Calcium channel blockers, including amlodipine, felodipine, cardizem (diltiazem), and verapamil, are commonly prescribed for the treatment of angina. These medications work by inhibiting the influx of calcium into the muscle cells of the heart and blood vessels, leading to their relaxation. As a result, blood vessels widen, promoting improved blood flow and reduced blood pressure. In the context of angina, this relaxation decreases the heart's workload, lowering the demand for oxygen and alleviating chest pain. Calcium channel blockers offer a valuable treatment option for individuals with angina, but it is essential to be aware of potential side effects, which may include headaches, dizziness, flushing, and ankle swelling.

Beta blockers

Beta blockers, such as metoprolol, propranolol, atenolol, carvedilol, and bisoprolol, play a crucial role in treating angina. By blocking certain receptors in the heart, they effectively reduce heart rate and the force of contraction, thereby easing the heart's workload. This mechanism of action leads to a decreased demand for oxygen, making beta blockers highly effective in relieving chest pain associated with angina. As with any medication, it's important to consider potential side effects, including tiredness, worsened asthma, erectile dysfunction in some males, and more vivid dreams during sleep. Consult your healthcare provider to determine the suitability of beta blockers for managing your angina and overall heart health.

Anti-platelet Medications

Anti-platelet medications play a crucial role in preventing blood clot formation, reducing the risk of serious cardiovascular events such as heart attacks and strokes. Among the widely used anti-platelet drugs are aspirin, clopidogrel, and ticagrelor.

Aspirin: This well-known medication inhibits platelet activation, making it less likely for platelets to stick together and form clots. Aspirin is commonly used for primary and secondary prevention of heart attacks and strokes.

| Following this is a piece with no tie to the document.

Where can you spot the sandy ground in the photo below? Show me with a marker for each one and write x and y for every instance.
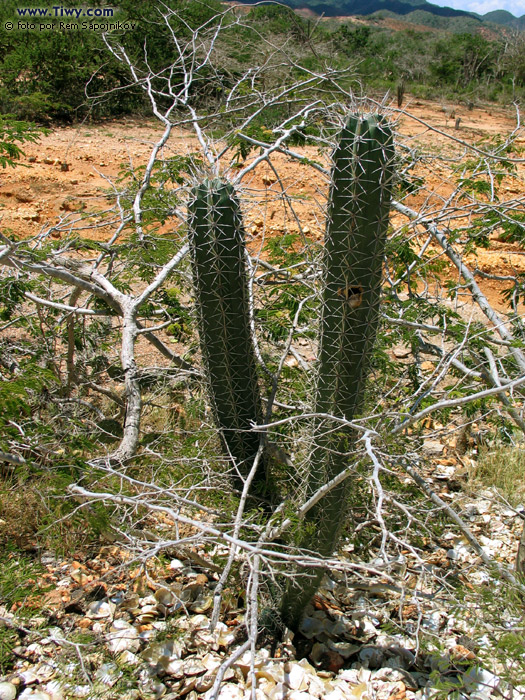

Clopidogrel: As a potent anti-platelet agent, clopidogrel works by blocking specific receptors on platelets, preventing them from aggregating. It is often prescribed to patients with acute coronary syndrome, those undergoing stent procedures, and for some cases of peripheral arterial disease.

Ticagrelor: Ticagrelor is another effective anti-platelet drug that works by inhibiting platelet activation. It is used in acute coronary syndrome, often given alongside aspirin to reduce the risk of heart-related events.